Cette comédie dramatique écrite en 2005 fut montée en 2006 et jouée dans les Vosges avec la troupe "Les Acharnés de l'avant-scène" de Saint Nabord.

4ème de couverture...      


             Des voyageurs prennent place dans un hall de gare étrange. Ce sont en fait les organes du corps humain embarquant pour un dernier voyage. Le Cerveau se préoccupant de ses sujets engage la conversation. Chacun va livrer ses impressions et dénoncer sans détour ses propres conditions de vie. 

         Satisfaisante ou pas, la place qu’ils occupent au sein de la communauté et la tâche qui leur incombe provoquent d’innombrables conflits. À la fois indépendants et complémentaires, bien que soumis à l’autorité, ils sont tous rendus responsables de leurs actes et de la bonne marche ou pas de la société.

          Se reprochant tour à tour leur comportement, ils vont alors régler leurs comptes. Las de ces rivalités, le pouvoir se laissera aller. Dès ce relâchement, l’anarchie remplacera le bon ordre avec pour conséquence l’impossibilité d’éviter l’inéluctable départ, tout en laissant un espoir fort.
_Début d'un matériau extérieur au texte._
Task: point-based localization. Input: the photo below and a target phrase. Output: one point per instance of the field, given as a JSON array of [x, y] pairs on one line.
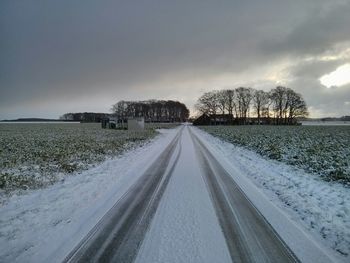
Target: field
[[33, 155], [322, 150]]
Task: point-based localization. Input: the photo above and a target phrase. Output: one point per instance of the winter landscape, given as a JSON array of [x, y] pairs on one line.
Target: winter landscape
[[175, 131]]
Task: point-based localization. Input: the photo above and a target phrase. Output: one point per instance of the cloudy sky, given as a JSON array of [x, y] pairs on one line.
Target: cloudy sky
[[69, 56]]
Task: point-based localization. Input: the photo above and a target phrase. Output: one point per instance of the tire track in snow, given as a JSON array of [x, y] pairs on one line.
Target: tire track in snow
[[249, 237]]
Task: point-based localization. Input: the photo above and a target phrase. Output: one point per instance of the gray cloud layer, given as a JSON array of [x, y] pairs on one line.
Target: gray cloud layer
[[58, 56]]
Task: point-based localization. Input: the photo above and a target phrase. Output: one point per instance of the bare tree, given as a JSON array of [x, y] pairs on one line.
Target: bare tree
[[260, 102], [230, 103], [244, 98]]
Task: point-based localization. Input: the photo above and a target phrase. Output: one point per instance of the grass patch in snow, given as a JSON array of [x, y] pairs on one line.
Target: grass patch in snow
[[34, 155], [322, 150]]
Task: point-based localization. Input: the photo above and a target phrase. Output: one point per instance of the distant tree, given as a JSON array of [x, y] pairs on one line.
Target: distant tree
[[244, 98], [229, 95], [260, 102], [152, 110], [285, 104], [208, 103]]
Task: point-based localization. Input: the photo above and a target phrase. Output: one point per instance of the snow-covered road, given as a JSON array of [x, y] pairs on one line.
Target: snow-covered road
[[203, 217], [175, 200]]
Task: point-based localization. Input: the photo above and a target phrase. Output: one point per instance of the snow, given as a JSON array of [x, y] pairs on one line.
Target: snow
[[312, 216], [44, 225], [185, 227], [316, 208]]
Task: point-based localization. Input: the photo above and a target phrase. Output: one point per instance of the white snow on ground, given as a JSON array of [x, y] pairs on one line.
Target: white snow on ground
[[185, 227], [321, 208], [44, 225]]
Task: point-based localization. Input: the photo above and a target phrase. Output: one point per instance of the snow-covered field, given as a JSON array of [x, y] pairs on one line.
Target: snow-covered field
[[322, 150], [48, 222], [43, 225], [33, 155], [321, 208]]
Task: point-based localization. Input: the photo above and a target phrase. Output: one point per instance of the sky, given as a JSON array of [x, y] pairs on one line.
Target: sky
[[74, 56]]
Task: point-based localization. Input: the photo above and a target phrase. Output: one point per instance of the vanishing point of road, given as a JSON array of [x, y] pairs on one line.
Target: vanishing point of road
[[185, 208]]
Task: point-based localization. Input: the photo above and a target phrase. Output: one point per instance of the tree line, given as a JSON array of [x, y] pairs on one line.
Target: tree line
[[280, 105], [84, 116], [152, 110]]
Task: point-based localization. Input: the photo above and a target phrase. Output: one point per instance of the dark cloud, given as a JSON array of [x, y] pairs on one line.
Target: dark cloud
[[85, 55]]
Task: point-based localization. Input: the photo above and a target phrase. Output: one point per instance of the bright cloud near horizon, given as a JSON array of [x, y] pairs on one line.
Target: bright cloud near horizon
[[73, 56]]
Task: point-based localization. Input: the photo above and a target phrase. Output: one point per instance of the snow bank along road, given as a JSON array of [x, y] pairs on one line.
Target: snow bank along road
[[186, 207]]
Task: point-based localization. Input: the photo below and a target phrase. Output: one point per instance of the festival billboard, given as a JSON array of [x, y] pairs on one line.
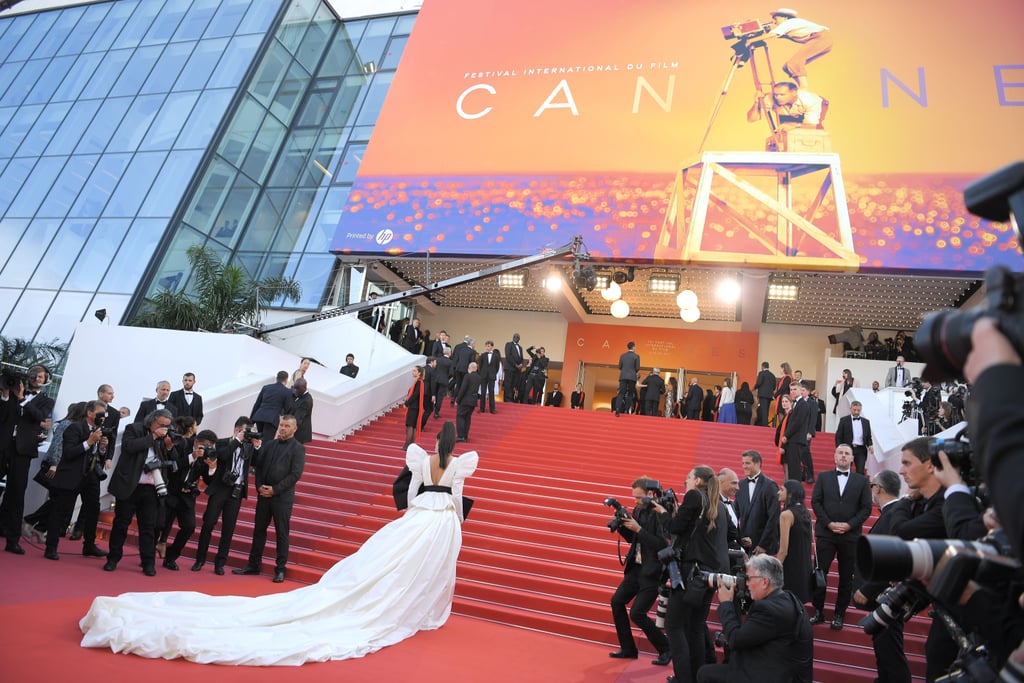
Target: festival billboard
[[654, 128]]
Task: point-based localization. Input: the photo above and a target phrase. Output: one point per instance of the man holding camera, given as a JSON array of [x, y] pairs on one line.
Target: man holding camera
[[225, 471], [144, 449], [645, 532], [774, 642]]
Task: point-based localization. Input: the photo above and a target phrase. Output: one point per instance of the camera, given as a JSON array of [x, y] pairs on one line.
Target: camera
[[944, 338], [622, 514]]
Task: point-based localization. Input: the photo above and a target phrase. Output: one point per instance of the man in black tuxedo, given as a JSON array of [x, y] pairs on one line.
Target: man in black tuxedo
[[764, 387], [466, 400], [757, 507], [302, 409], [134, 487], [513, 361], [28, 418], [279, 465], [890, 656], [83, 442], [856, 431], [842, 502], [491, 364], [186, 401], [272, 400], [645, 532], [629, 375], [774, 642], [226, 478], [161, 402]]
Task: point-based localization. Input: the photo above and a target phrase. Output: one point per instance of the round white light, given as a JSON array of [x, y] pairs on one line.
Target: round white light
[[728, 291], [686, 299], [611, 292]]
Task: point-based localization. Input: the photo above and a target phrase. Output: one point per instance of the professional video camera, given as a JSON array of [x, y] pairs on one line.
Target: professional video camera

Beaucoup d’émotions, beaucoup d’humour et de poésie.

 



Extraits



.../... Un sifflet de train signale un nouveau départ. Les deux se regardent en silence. Résignés et non surpris. Passage de la silhouette noire.

 

Après un temps

LE CERVEAU :           Crois-tu qu’il soit possible d’aimer deux personnes en même temps ?

 

LE CŒUR :                 Et toi ?

 

LE CERVEAU :            Je pense que oui. Parce que deux personnes apportent des sentiments différents et génèrent une complémentarité. L’éventuelle insuffisance est alors comblée.  

 

LE CŒUR :                 Voilà bien un raisonnement intellect !

 

LE CERVEAU :            Comment cela ?

 

LE CŒUR :            Aimer c’est d’abord donner pour ensuite recevoir. Or, je ne crois pas qu’il soit possible de donner à deux personnes ce qui est parfois difficile de donner à une seule. Par conséquent il y a toujours un manque à quelque part. On ne peut aimer d’amour deux personnes à la fois !

 

LE CERVEAU !           En es-tu certain ?

 

LE CŒUR :                  Mais réfléchis !

 

LE CERVEAU :            Eh, je ne fais que ça !

 

LE CŒUR :                Crois-moi, dans tous les cas, les règles du jeu sont faussées. Que fais-tu de la confiance, du respect des autres ? Que fais-tu de l’honnêteté qui leur est due, que tu te dois à toi-même !

 

LE CERVEAU :            Mais ça existe ! Combien de gens vivent cette aventure ! 

 

LE CŒUR :               Oui ! On appelle cela des amants ! Et pour eux commencent alors un long calvaire, parsemés de plaisir assurément mais surtout emplis de doutes, d’interdits, de mensonges, d’insomnies, de rêves, d’illusions !

 

LE CERVEAU :            Possible, mais ce sont souvent de belles histoires.

 

LE CŒUR :            Sans doute mais oh combien tristes malgré tout et très difficiles à vivre. Il y a souvent plus de larmes que de sourires et cela, les autres comme tu dis, ne le voit pas. L’amour n’aime pas à moitié. C’est le terrible secret des amants, le fardeau clandestin d’amoureux condamnés.  Il est trompeur de croire à ces histoires d’amour lorsque le désir l’emporte sur le plaisir. Le désir est physique, cérébral. Le plaisir est et sera toujours une histoire de cœur. Lorsque le désir et la raison l’emportent, il n’y a pas d’amour heureux.

 

LE CERVEAU :     Si tu dis vrai, alors les gens raisonnables ne peuvent véritablement aimer ?

 

LE CŒUR :                 Si ! Mais je dis qu’en amour tout le monde devrait écouter son cœur et non son esprit.

 

LE CERVEAU :            Tu prêches pour ta paroisse.

 

LE CŒUR :                 Non, l’amour, c’est mon affaire ! Tu es trop cartésien. Où tu me déçois, c’est lorsque tu fais des promesses à ma place.  Une promesse de cœur ne s’emprunte pas.

 

LE CERVEAU :            Une promesse d’esprit vaut bien une promesse de cœur ! Elle peut être aussi sincère.

 

LE CŒUR :                 Oui, sauf que toi, tu te permets de la retirer.

 

LE CERVEAU :            L’erreur est permise, même en amour.

 

LE CŒUR :                Mais elle est blessante, trop blessante ! Et cela laisse parfois des souffrances indélébiles. Le chagrin d’amour ne devrait pas exister.

 

LE CERVEAU :            Il n’est pas insurmontable.

 

LE CŒUR :                 Sauf pour l’unique.

 

LE CERVEAU :            L’unique ?

 

LE CŒUR :                 Oui, l’unique amour.

 

LE CERVEAU :            Tu crois qu’il existe ?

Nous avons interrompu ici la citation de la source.